Smoothing: Let $\psi \in C_c^\infty(\mathbb{R}^n)$ be a radial and set $\psi_\delta(x)=\delta^{-n} \psi(x/\delta)$. Define $w_{\varepsilon,\delta} = \psi_\delta * v_\varepsilon$. As both $\psi_\delta$ and $v_\varepsilon$ are radial, we get that $w_{\varepsilon, \delta}$ is radial too. Furthermore, we have for $\delta<\varepsilon/2$ that $$\mathrm{supp}(w_{\varepsilon,\delta}) \subseteq \mathrm{supp}(v_\varepsilon)+\overline{B(0,\delta)} \subseteq \overline{B(0,1-\varepsilon/2+\delta)}\subset \Omega.$$ Thus, $w_{\varepsilon, \delta}\in C_{0, \mathrm{rad}}^\infty(\Omega)$. By standard theory, we get $w_{\varepsilon,\delta} = \psi_\delta * v_\varepsilon \rightarrow v_\varepsilon$ in $H^1$ and therefore, we can approximate $v_\varepsilon$ by functions in $C_{0,\mathrm{rad}}^\infty(\Omega)$. Finally, using $$ \Vert u - w_{\varepsilon, \delta} \Vert_{H^1(\Omega)} \leq \Vert u - v_\varepsilon \Vert_{H^1(\Omega)} + \Vert v_\varepsilon - w_{\varepsilon,\delta}\Vert_{H^1(\Omega)} $$ we conclude that $u\in \overline{C_{0,\mathrm{rad}}^\infty(\Omega)}^{H^1(\Omega)}$.

Answer 3

Let $u \in H^1_0(B)$ a radial function. For a given $\delta > 0$, consider $\varphi_\delta$ a standard radial mollifier.
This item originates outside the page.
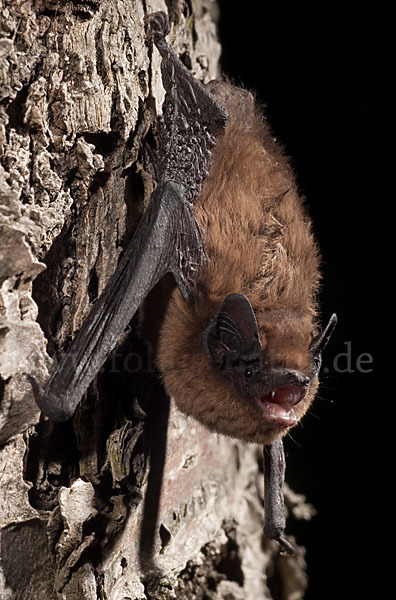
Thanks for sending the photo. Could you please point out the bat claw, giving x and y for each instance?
(286, 546)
Now, let $\overline{u}$ the extension by zero of $u$ to $\mathbb{R}^N$

Lemma 1: Given $\epsilon > 0$, fixed, there exists $v_\epsilon \in C^\infty_0(\mathbb{R}^N)$, radial, and $\delta_\epsilon > 0$ such that $$ \| \overline{u} - v_\epsilon\|_{H^1_0(B)} < \epsilon \quad \text{ and }\quad \text{supp} (v_\epsilon) + \text{supp} (\varphi_\delta) \subset B, \quad \forall\,\, 0 < \delta < \delta_\epsilon. $$ Let $\epsilon > 0$. Notice that $v_\epsilon \in H^1(\mathbb{R}^N)$. Applying Theorem 1, p. 264, from Evans, PDE, 2010 with $U = \mathbb{R}^N$, we define $u_{\delta,\epsilon}= \varphi_\delta \ast v_\epsilon$, for $\delta > 0$ and obtain, for each $\epsilon > 0$, $u_{\delta,\epsilon} \to v_\epsilon$ in $H^1_{\text{loc}}(\mathbb{R}^N)$ as $\delta \to 0$. In particular, $u_{\delta,\epsilon} \to v_\epsilon$ in $H^1(B)$ as $\delta \to 0$. If we take $0 < \delta < \delta_\epsilon$, notice that $\text{supp} u_{\delta,\epsilon} \subset B$ and $u_{\delta,\epsilon} \in C^\infty_0(B)$. Finally, for this fixed $\epsilon > 0$, choose $0 < \ell_\epsilon < \delta_\epsilon$ and see that
$$ \|v_\epsilon - u_{\ell_\epsilon, \epsilon} \|_{H^1_0(B)} < \epsilon. $$ Now, define $w_\epsilon = u_{\ell_\epsilon, \epsilon} = \varphi_{\ell_\epsilon} \ast v_\epsilon$ and notice that $$ \|u - w_\epsilon\|_{H^1_0(B)} = \|\overline{u} - u_{\ell_\epsilon,\epsilon}\|_{H^1_0(B)} \leq \|\overline{u} - v_\epsilon \|_{H^1_0(B)} + \|v_\epsilon - u_{\ell_\epsilon,\epsilon} \|_{H^1_0(B)} < \epsilon + \epsilon = 2\epsilon. $$ Thus $w_\epsilon \to u$ in $H^1_0(B)$ as $\epsilon \to 0$. Of course convolution of radial functions is also radial, so $w_\epsilon \in C^\infty_{0,\text{rad}}(B)$.